Arguably, there are a number of approaches that could be used to scale asset generation. We decided to opt for an all-or-nothing approach. Meaning, all assets for a given recipe need to be generated as a single asset group. This enables smooth rollback in case of any errors. Additionally, asset generation is CPU intensive and each recipe can produce 1000s of assets as a result of the number of platform, region, and language permutations. Even with high performance VMs, generating 1000s of assets can take a long time. As a result, we needed to find a way to distribute asset generation across multiple VMs. Here’s what the final architecture looked like.

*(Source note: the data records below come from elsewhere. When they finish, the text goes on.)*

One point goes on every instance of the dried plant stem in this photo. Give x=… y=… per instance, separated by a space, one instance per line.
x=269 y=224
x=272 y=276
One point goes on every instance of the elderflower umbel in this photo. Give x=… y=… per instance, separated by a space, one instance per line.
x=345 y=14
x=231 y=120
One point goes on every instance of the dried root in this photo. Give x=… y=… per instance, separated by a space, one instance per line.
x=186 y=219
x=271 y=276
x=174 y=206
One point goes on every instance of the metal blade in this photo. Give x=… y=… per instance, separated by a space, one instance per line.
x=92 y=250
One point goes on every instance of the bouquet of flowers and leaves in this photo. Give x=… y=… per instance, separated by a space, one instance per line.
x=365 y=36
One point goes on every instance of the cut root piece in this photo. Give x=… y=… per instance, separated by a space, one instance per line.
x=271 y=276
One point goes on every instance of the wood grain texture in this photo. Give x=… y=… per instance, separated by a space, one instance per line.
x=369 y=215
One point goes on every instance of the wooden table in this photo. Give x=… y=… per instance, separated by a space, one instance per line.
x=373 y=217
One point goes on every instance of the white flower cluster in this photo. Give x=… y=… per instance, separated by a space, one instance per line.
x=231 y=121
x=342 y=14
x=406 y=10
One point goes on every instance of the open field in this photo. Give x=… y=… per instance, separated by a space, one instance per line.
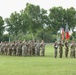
x=47 y=65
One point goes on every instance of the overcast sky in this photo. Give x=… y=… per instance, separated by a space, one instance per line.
x=9 y=6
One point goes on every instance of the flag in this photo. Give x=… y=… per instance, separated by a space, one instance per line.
x=67 y=32
x=62 y=33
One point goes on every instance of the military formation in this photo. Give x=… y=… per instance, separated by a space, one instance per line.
x=29 y=48
x=66 y=47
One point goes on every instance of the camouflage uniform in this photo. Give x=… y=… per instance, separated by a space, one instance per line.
x=61 y=49
x=66 y=49
x=72 y=50
x=42 y=44
x=55 y=49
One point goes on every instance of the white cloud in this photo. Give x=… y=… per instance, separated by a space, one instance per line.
x=9 y=6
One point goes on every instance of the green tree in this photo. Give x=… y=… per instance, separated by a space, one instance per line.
x=1 y=27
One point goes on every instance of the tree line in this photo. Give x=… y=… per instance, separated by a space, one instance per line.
x=34 y=22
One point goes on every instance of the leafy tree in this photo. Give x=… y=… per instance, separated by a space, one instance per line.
x=1 y=27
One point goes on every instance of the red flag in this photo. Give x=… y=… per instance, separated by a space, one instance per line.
x=62 y=32
x=67 y=32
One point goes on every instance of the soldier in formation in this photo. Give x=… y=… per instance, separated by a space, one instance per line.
x=66 y=46
x=22 y=48
x=55 y=49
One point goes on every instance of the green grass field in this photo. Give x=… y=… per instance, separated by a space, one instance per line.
x=47 y=65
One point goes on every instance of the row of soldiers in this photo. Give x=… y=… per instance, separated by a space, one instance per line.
x=23 y=48
x=67 y=47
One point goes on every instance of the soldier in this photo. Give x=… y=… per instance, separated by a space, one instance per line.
x=37 y=48
x=66 y=49
x=72 y=50
x=61 y=48
x=29 y=49
x=24 y=48
x=33 y=47
x=55 y=49
x=42 y=44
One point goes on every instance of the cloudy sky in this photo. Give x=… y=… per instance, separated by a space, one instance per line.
x=9 y=6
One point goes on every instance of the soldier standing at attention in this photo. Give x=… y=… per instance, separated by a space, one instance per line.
x=55 y=49
x=42 y=44
x=66 y=49
x=61 y=48
x=72 y=50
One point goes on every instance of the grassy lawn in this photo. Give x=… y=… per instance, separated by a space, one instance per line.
x=47 y=65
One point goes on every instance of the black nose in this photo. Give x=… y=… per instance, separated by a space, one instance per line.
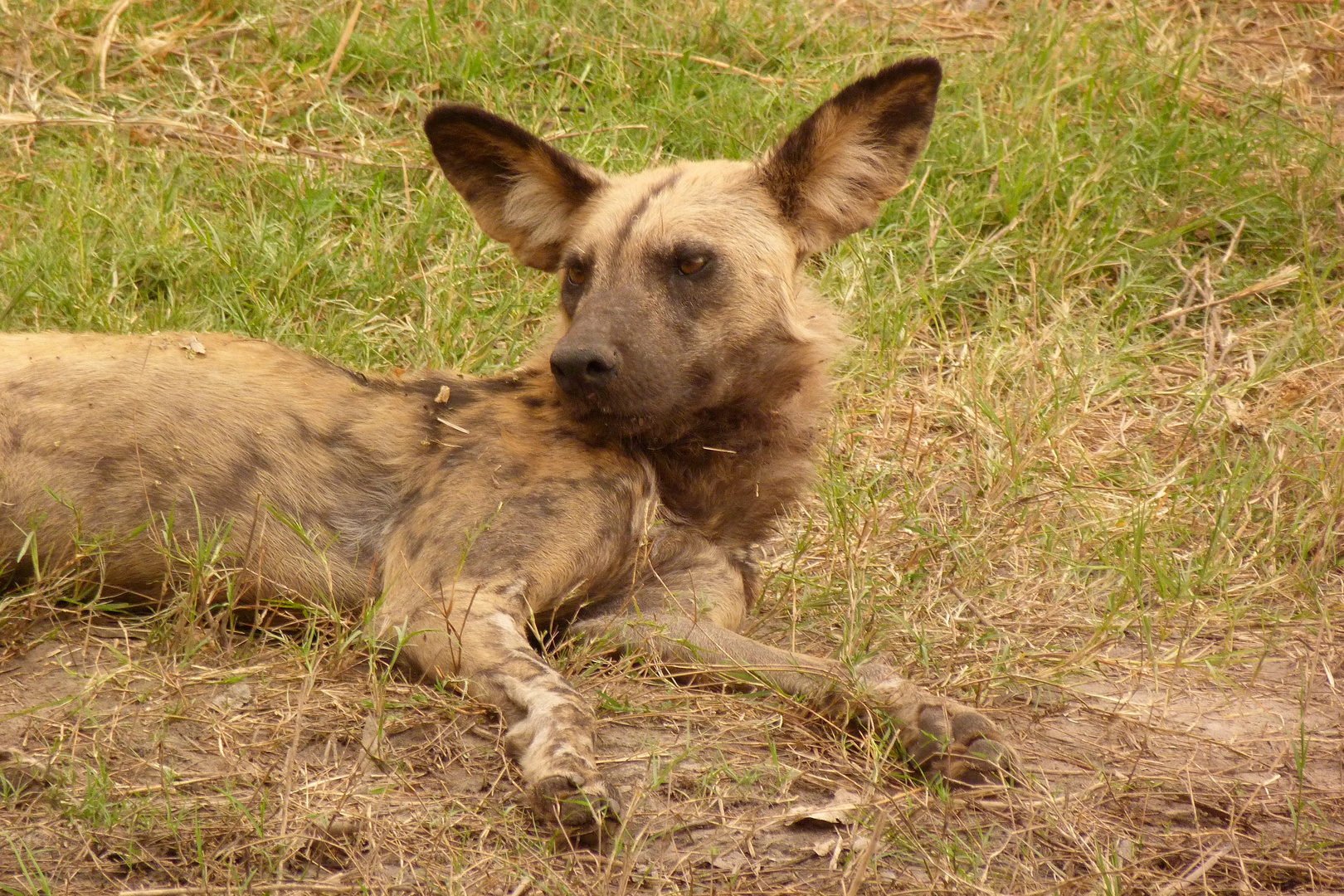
x=582 y=368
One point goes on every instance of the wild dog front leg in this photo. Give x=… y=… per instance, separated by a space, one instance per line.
x=682 y=613
x=477 y=633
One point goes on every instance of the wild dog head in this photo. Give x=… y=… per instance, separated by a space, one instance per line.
x=682 y=288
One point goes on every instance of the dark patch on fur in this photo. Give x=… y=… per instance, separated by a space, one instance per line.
x=624 y=234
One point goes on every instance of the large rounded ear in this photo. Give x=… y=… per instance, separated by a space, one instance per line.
x=522 y=191
x=834 y=173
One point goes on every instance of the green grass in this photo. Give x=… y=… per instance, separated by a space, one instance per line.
x=1121 y=536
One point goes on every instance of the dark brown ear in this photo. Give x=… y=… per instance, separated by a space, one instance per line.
x=834 y=173
x=520 y=190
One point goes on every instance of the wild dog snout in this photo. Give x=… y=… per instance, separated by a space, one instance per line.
x=585 y=367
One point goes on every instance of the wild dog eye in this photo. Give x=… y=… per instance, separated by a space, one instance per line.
x=693 y=265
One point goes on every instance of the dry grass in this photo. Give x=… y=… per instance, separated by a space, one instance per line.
x=1114 y=527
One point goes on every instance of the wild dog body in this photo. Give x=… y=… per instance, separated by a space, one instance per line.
x=619 y=480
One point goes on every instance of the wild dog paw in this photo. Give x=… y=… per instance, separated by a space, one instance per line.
x=585 y=811
x=957 y=743
x=944 y=738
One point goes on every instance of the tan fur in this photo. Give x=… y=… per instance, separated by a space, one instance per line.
x=617 y=483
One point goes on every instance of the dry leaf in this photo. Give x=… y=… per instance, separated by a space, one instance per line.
x=832 y=813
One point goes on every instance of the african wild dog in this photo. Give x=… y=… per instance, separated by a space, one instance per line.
x=617 y=481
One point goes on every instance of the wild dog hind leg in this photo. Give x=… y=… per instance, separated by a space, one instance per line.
x=687 y=609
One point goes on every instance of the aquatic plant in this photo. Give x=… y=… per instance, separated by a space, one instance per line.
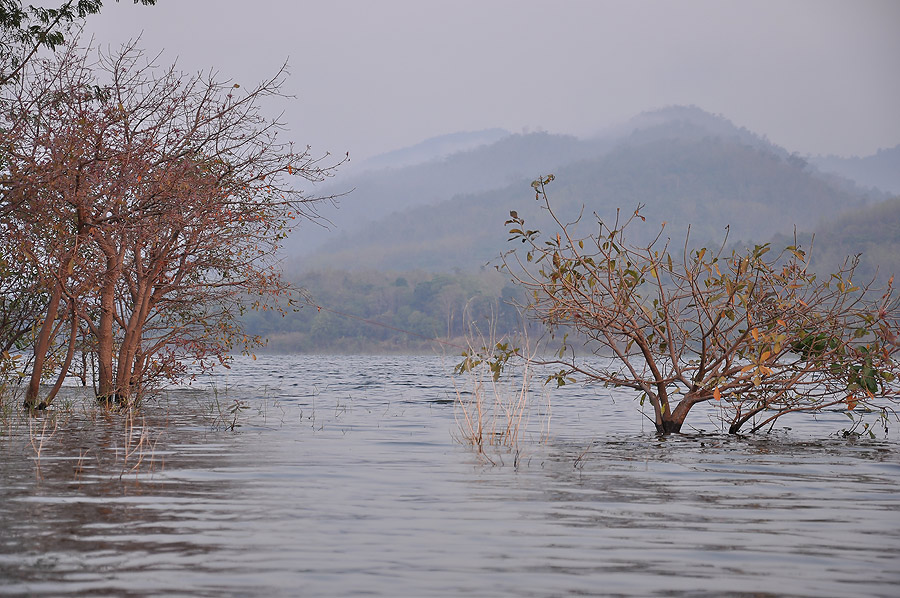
x=757 y=333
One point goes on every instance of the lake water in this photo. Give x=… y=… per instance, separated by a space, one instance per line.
x=350 y=476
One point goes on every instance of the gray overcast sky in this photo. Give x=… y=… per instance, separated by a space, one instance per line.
x=372 y=76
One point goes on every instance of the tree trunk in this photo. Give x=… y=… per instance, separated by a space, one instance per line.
x=106 y=384
x=41 y=347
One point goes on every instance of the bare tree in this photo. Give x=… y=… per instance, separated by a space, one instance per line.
x=756 y=333
x=152 y=204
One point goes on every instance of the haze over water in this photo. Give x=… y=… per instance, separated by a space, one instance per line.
x=347 y=476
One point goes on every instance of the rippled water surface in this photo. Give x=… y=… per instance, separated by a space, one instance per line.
x=348 y=476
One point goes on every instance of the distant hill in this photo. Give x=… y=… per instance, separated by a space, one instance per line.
x=376 y=194
x=872 y=231
x=687 y=166
x=435 y=148
x=708 y=183
x=881 y=170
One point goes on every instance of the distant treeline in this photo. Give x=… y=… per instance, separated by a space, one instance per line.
x=375 y=311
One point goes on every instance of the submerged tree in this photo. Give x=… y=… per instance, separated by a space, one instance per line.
x=754 y=331
x=150 y=204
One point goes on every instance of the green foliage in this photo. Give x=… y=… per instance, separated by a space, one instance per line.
x=25 y=30
x=755 y=330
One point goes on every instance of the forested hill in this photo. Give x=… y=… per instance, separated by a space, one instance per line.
x=707 y=182
x=379 y=193
x=881 y=170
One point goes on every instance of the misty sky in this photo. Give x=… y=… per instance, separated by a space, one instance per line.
x=372 y=76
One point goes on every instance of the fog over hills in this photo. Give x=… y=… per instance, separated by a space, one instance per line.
x=687 y=166
x=881 y=170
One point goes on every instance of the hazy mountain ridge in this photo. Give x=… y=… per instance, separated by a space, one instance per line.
x=880 y=170
x=708 y=184
x=374 y=195
x=689 y=168
x=434 y=148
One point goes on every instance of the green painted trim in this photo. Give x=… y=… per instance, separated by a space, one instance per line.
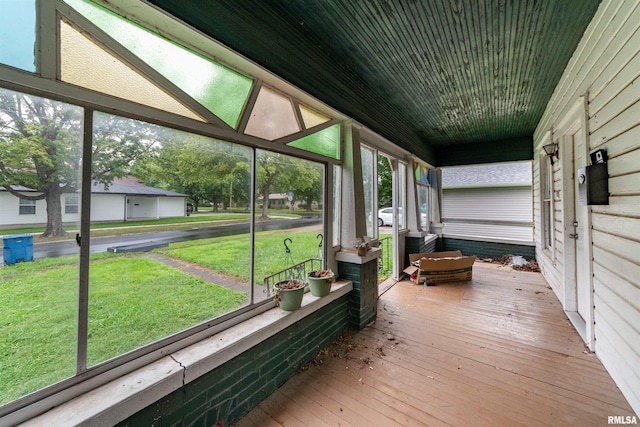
x=485 y=249
x=507 y=150
x=224 y=395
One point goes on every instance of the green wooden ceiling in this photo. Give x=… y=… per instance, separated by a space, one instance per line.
x=453 y=81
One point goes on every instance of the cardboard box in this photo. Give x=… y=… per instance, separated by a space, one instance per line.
x=438 y=267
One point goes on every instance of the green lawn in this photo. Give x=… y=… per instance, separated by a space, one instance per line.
x=133 y=300
x=230 y=254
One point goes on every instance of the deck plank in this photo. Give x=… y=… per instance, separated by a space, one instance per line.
x=497 y=351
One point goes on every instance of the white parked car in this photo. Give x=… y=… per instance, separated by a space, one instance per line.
x=385 y=216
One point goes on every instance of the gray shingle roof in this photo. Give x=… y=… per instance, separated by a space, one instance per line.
x=127 y=185
x=493 y=175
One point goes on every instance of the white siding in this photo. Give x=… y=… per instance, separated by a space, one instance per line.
x=107 y=207
x=10 y=211
x=606 y=66
x=499 y=212
x=172 y=206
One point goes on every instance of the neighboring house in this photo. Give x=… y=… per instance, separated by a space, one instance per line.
x=126 y=198
x=488 y=201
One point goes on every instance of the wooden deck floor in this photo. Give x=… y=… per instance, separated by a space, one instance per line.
x=496 y=351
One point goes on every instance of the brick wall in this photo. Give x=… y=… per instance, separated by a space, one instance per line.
x=224 y=395
x=363 y=304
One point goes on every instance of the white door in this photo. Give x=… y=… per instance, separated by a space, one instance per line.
x=580 y=235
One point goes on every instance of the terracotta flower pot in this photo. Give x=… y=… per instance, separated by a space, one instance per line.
x=320 y=282
x=289 y=294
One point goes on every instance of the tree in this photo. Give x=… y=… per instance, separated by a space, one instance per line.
x=41 y=146
x=307 y=185
x=385 y=186
x=278 y=173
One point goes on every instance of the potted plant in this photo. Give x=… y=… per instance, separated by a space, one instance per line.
x=320 y=282
x=289 y=294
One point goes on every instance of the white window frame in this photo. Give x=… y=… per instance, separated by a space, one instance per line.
x=45 y=83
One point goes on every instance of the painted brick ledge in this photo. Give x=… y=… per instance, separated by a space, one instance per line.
x=116 y=401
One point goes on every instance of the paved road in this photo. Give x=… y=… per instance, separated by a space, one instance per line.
x=101 y=244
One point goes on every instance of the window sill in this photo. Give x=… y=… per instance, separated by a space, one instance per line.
x=117 y=400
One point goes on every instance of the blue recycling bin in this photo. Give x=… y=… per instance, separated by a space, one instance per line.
x=17 y=248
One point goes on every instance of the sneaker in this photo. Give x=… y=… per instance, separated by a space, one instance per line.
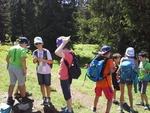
x=140 y=103
x=47 y=101
x=43 y=101
x=93 y=109
x=63 y=107
x=120 y=108
x=27 y=100
x=147 y=107
x=116 y=102
x=66 y=111
x=28 y=94
x=17 y=95
x=126 y=107
x=10 y=101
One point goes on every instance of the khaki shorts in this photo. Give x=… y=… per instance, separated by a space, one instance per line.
x=16 y=74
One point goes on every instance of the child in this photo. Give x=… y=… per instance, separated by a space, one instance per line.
x=116 y=58
x=144 y=68
x=105 y=85
x=16 y=65
x=43 y=69
x=129 y=56
x=63 y=51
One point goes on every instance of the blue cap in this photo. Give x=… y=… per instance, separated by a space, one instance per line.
x=23 y=39
x=105 y=49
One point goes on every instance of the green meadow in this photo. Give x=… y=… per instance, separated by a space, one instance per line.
x=83 y=95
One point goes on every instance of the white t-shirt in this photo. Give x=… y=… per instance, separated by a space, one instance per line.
x=43 y=67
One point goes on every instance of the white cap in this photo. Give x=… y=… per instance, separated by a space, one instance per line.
x=130 y=52
x=38 y=40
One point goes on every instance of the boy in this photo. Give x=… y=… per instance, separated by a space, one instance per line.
x=105 y=85
x=63 y=51
x=144 y=68
x=43 y=69
x=129 y=56
x=16 y=65
x=116 y=58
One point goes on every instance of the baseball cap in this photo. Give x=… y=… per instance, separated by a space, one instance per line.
x=105 y=49
x=130 y=52
x=60 y=39
x=23 y=39
x=38 y=40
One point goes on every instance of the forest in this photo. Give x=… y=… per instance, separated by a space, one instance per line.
x=117 y=23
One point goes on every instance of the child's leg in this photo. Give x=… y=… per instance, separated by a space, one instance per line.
x=96 y=101
x=109 y=103
x=48 y=90
x=43 y=90
x=121 y=94
x=17 y=89
x=114 y=94
x=130 y=95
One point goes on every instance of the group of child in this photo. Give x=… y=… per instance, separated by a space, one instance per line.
x=113 y=67
x=17 y=71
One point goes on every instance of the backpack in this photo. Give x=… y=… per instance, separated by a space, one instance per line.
x=44 y=56
x=126 y=71
x=96 y=68
x=22 y=108
x=74 y=70
x=147 y=78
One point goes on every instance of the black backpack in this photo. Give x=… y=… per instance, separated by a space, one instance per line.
x=44 y=55
x=74 y=70
x=22 y=108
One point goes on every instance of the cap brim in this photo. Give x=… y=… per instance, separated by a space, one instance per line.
x=101 y=52
x=38 y=42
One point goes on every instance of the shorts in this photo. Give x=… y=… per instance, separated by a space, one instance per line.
x=44 y=79
x=65 y=85
x=122 y=81
x=15 y=74
x=108 y=91
x=115 y=83
x=142 y=86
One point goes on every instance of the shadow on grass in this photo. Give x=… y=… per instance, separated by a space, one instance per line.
x=50 y=109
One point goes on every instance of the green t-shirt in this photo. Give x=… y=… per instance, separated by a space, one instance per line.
x=143 y=74
x=15 y=53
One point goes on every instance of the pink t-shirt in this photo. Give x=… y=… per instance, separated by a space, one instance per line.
x=63 y=71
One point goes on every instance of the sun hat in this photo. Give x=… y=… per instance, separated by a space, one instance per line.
x=130 y=52
x=38 y=40
x=105 y=49
x=60 y=39
x=23 y=39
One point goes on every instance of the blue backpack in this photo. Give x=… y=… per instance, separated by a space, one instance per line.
x=126 y=71
x=95 y=70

Briefly, let’s review the steps:

The batch process is initiated by a cron job. The job executes a script that contains an asset generation recipe.
The Asset Generation Service receives the request and creates asset generation tasks that can be distributed across any number of Asset Generation Worker nodes. One of the nodes is elected as the leader via Zookeeper. Its job is to coordinate asset generation across the other workers and ensure all assets get generated.
Once the primary worker node has all the assets, it creates an asset group in the Asset Management Service. The Asset Management Service persists, indexes, and uploads the assets to the CDN.
Finally, the Asset Management Service creates rules from the asset group and pushes the rules to the Customization Service. Once the data is published in the Customization Service, the Orchestration Service can supply the correct URLs in its JSON response by invoking the Customization Service with a request context that matches a given set of rules.

Conclusion

Automated asset generation has proven to be an extremely valuable investment. It is low-maintenance, high-leverage, and has allowed us to experiment with a variety of different types of assets on different platforms and on different parts of the product. This project was technically challenging and highly rewarding, both to the engineers involved in the project, and to the business. The Netflix homepage has come a long way over the last several years.